Les tribulations du tombeau de Montaigne et l'histoire du Musée d'Aquitaine
Montaigne et l'histoire du Musée d'Aquitaine à Bordeaux

Les secrets d'archives révèlent le parcours mouvementé de Montaigne et de son dernier lieu de repos

Le 11 mars 1886, un procès-verbal municipal atteste solennellement du transfert des restes de Michel de Montaigne depuis le cimetière de la Chartreuse vers ce qui était alors le Palais des facultés, devenu par la suite le Musée d'Aquitaine à Bordeaux. Cet événement historique offre une occasion unique de remonter le temps et de découvrir le passé tumultueux d'un site qui, depuis le Moyen Âge, a successivement accueilli un hôpital, un couvent, un lycée, et enfin un musée.

Du Moyen Âge à la Renaissance : un site en constante évolution

Au XIVe siècle, à l'emplacement actuel du Musée d'Aquitaine, situé au 22 du cours Pasteur et s'étendant jusqu'à l'angle du cours Victor Hugo, se trouvait l'hôpital de la commanderie de Saint-Antoine, établi à Bordeaux depuis 1352. Cet établissement hospitalier longeait alors le fossé des Tanneurs, un des fossés protecteurs de la ville depuis la muraille du XIIIe siècle, nommé ainsi en raison de sa proximité avec le ruisseau le Peugue, où les tanneurs lavaient les peaux.

L'hôpital de Saint-Antoine, l'un des quinze établissements de charité de Bordeaux, était destiné à accueillir pèlerins, malades et miséreux, et soignait notamment les victimes du « mal des ardents » ou « feu sacré », causé par l'ergot du seigle.

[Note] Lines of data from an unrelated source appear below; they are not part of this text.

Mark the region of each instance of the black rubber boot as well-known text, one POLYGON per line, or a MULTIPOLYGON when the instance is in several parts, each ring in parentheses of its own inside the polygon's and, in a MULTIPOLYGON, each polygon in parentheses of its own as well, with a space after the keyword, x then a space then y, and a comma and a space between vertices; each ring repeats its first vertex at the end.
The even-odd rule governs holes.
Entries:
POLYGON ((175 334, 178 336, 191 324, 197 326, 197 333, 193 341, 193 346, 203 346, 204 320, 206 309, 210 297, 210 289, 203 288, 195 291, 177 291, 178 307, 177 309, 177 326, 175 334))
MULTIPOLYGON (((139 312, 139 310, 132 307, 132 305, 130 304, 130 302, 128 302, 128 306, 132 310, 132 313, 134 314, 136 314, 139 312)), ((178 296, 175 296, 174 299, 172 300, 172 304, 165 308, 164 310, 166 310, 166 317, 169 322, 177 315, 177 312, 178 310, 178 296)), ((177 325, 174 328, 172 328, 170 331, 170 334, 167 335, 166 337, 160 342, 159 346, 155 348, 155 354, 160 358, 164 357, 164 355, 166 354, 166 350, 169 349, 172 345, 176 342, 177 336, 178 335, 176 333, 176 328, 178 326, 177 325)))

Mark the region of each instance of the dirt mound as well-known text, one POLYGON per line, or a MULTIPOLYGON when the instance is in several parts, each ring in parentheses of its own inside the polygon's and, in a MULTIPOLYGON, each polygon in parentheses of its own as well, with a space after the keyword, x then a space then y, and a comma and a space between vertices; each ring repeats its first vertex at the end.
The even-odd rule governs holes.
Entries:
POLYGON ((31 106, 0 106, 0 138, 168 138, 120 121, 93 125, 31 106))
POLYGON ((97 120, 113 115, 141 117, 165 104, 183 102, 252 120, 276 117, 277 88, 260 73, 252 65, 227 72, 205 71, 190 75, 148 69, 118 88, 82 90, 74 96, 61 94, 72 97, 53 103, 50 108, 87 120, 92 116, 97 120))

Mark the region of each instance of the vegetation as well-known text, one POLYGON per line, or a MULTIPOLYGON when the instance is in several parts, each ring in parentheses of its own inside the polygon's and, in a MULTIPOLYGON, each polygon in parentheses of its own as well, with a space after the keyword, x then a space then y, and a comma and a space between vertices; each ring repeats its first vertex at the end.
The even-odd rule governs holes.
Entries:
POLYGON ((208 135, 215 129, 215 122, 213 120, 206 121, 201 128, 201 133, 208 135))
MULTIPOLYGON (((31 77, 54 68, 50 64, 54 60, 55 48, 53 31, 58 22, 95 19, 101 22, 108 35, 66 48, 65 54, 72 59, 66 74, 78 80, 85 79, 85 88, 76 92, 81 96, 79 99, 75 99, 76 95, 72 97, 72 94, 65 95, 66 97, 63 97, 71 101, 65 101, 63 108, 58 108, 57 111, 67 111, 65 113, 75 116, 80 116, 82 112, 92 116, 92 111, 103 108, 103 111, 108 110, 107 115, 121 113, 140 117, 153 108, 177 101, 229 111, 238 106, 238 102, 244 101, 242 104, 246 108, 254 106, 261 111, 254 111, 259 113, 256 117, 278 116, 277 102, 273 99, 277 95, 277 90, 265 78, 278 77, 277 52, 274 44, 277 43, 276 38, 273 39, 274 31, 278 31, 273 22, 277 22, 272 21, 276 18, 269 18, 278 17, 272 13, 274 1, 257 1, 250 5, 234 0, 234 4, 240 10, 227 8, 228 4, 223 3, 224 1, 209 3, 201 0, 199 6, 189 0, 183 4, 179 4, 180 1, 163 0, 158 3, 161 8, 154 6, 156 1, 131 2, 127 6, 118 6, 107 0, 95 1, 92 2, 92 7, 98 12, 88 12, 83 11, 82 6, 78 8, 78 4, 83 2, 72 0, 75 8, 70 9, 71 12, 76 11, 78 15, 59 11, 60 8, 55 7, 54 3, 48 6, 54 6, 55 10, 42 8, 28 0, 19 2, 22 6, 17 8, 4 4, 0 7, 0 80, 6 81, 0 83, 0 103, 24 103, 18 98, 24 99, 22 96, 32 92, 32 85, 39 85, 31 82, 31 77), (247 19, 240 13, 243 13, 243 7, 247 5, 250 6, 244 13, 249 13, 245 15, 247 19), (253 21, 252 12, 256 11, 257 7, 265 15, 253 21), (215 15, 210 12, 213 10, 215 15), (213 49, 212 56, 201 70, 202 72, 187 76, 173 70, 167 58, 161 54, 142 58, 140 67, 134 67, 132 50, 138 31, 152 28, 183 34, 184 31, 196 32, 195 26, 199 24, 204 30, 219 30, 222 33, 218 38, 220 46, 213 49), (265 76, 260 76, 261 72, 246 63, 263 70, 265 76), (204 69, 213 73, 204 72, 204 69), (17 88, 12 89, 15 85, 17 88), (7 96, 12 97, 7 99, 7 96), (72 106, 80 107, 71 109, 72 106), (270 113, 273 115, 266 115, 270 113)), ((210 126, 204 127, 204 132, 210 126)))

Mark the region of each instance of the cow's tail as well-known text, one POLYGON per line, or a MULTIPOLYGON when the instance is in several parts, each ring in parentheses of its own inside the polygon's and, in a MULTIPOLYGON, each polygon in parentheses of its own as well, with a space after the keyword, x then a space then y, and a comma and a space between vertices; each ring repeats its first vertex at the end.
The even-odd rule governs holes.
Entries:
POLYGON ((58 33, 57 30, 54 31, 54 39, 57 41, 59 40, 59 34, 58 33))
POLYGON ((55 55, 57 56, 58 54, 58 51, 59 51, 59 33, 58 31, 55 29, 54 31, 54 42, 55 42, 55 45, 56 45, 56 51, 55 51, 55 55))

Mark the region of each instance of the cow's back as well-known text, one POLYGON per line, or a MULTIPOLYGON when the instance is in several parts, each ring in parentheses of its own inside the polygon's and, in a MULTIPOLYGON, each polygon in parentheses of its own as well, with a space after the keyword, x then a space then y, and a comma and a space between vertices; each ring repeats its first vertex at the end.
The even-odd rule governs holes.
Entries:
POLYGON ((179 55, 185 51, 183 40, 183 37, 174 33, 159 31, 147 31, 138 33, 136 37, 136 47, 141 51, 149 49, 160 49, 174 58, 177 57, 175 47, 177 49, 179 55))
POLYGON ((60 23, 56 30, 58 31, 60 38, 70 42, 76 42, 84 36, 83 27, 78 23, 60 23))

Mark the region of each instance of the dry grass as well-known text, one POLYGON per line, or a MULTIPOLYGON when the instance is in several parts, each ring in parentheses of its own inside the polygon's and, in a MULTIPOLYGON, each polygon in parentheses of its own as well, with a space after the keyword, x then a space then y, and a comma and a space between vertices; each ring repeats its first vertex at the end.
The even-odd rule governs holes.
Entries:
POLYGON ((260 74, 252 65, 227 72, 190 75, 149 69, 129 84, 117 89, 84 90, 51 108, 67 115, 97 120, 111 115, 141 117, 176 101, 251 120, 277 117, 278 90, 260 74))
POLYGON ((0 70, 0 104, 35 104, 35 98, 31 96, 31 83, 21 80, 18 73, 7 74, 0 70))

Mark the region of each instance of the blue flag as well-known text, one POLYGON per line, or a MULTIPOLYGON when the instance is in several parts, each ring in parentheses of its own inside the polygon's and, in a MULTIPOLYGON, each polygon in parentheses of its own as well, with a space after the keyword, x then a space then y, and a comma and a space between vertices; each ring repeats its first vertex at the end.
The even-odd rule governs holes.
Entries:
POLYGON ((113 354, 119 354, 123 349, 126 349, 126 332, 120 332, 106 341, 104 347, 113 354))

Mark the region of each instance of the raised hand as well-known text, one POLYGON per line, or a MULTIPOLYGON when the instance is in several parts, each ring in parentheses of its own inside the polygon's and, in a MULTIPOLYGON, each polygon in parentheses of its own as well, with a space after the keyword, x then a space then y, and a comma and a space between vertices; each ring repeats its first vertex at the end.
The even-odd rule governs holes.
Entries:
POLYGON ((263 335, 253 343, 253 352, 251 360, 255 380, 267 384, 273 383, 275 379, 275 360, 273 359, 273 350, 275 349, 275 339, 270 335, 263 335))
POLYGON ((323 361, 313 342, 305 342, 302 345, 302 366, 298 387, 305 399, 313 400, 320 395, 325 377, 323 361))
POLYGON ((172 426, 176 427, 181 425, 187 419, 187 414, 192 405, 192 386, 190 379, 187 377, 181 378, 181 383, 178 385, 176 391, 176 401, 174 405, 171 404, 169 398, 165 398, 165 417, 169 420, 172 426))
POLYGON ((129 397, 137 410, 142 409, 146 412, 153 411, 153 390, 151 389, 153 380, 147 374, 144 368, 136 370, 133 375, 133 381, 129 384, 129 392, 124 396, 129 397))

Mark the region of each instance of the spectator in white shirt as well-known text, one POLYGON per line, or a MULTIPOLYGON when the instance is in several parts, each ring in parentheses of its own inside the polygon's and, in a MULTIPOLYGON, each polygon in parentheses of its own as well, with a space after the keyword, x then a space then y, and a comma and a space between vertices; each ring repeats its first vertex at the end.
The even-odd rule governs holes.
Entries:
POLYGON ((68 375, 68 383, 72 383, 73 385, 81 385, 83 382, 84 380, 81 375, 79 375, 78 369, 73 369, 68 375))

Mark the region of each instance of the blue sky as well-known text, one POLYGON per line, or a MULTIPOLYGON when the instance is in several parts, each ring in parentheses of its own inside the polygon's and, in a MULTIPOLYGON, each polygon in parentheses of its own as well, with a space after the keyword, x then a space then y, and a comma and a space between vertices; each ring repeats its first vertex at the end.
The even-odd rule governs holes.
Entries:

En juin 1585, la peste dévaste Bordeaux, provoquant une hécatombe avec environ 14 000 morts sur une population estimée à 50 000 habitants. Face à l'épidémie, les religieux de Saint-Antoine abandonnent leur hôpital, et l'archevêque Prévost de Sansac cède les bâtiments aux Feuillants, un ordre monastique bernardin, sur ordre du roi Henri III.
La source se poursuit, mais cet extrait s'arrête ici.